I felt so helpless because of my feet so we took a rest for a while. There were many people jogging and walking around and I was an introvert trespassing the world of extroverts. Do you get it? From the moment I sat on the bench, it made me feel like I'm inside my "Hamster Ball". I am not really good in open spaces. I used to be Agoraphobic, that's why.


Yes. My Aunt became my photographer. She's really good in taking pictures and it's nice to know that I'm one of the people who influenced her with regards with photography.


I don't have much time to take some pictures and I terribly miss the "Nature Photo Session". I used to go somewhere every week, but due to my hectic schedule... I can't.

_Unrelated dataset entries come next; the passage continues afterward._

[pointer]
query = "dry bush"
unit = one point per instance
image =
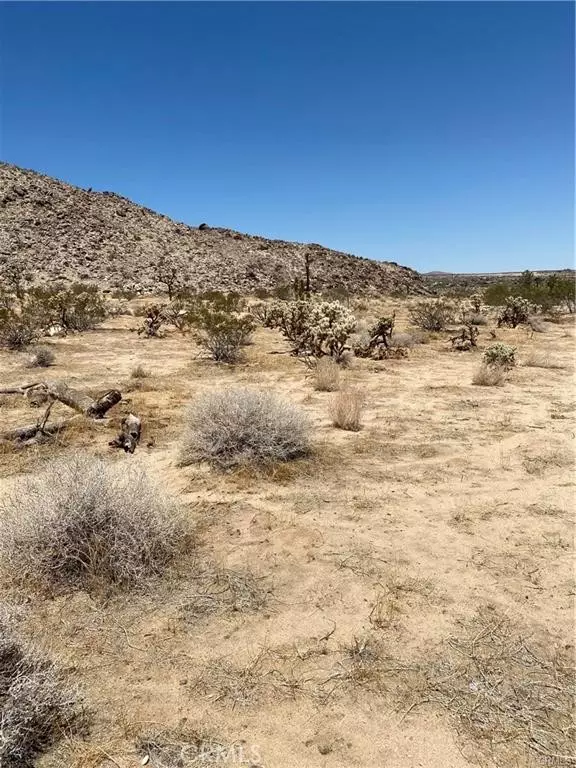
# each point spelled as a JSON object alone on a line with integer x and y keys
{"x": 432, "y": 314}
{"x": 489, "y": 376}
{"x": 515, "y": 700}
{"x": 83, "y": 522}
{"x": 17, "y": 333}
{"x": 240, "y": 427}
{"x": 346, "y": 410}
{"x": 326, "y": 375}
{"x": 139, "y": 372}
{"x": 43, "y": 357}
{"x": 541, "y": 360}
{"x": 177, "y": 748}
{"x": 36, "y": 707}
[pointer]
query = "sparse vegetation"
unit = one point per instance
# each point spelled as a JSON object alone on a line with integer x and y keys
{"x": 432, "y": 314}
{"x": 75, "y": 308}
{"x": 313, "y": 328}
{"x": 239, "y": 427}
{"x": 500, "y": 355}
{"x": 37, "y": 707}
{"x": 84, "y": 523}
{"x": 516, "y": 310}
{"x": 346, "y": 410}
{"x": 43, "y": 357}
{"x": 326, "y": 375}
{"x": 139, "y": 372}
{"x": 489, "y": 376}
{"x": 222, "y": 326}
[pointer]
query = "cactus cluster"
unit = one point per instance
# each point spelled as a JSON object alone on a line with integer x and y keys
{"x": 501, "y": 355}
{"x": 313, "y": 328}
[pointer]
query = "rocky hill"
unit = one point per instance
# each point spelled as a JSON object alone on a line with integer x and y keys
{"x": 65, "y": 233}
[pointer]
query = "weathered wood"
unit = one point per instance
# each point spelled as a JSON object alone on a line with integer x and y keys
{"x": 21, "y": 434}
{"x": 78, "y": 401}
{"x": 129, "y": 437}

This is my cousin Jerix. He came late because he had a class before this. He's actually our Mascot, "The Comedian". Whenever he's around... everything would be colorful... and ALIVE!




I will go back here with them... again! Just so you know, I took the entrance examination here... and the rest is HISTORY.

Oh how I miss them so much... without them... I feel neutral and most of the time... talking with myself.

Have a great day everyone!

Sincerely,
Erica/Erix

Things that made me happy:
  1. Reading Books
  2. Playing and singing some songs... especially Guitar riffing of "Greensleeves". I'm a fan of King Henry VIII
  3. Crossing out things to do on my check list.
  4. Cleaning my room.
  5. That I'm still alive.
  6. That my parents are in good health.
  7. That my friends are fine.
  8. That I am inside my hamster ball. :)
  9. That it's not yet raining in Manila because I'm really worried about the Typhoon Ruby. I have lots of things to do next week... please.
  10. Listening to Karen O music. Ukulele... let's see. :) I'm excited. PLEASE!!!! Let me have it!!!!!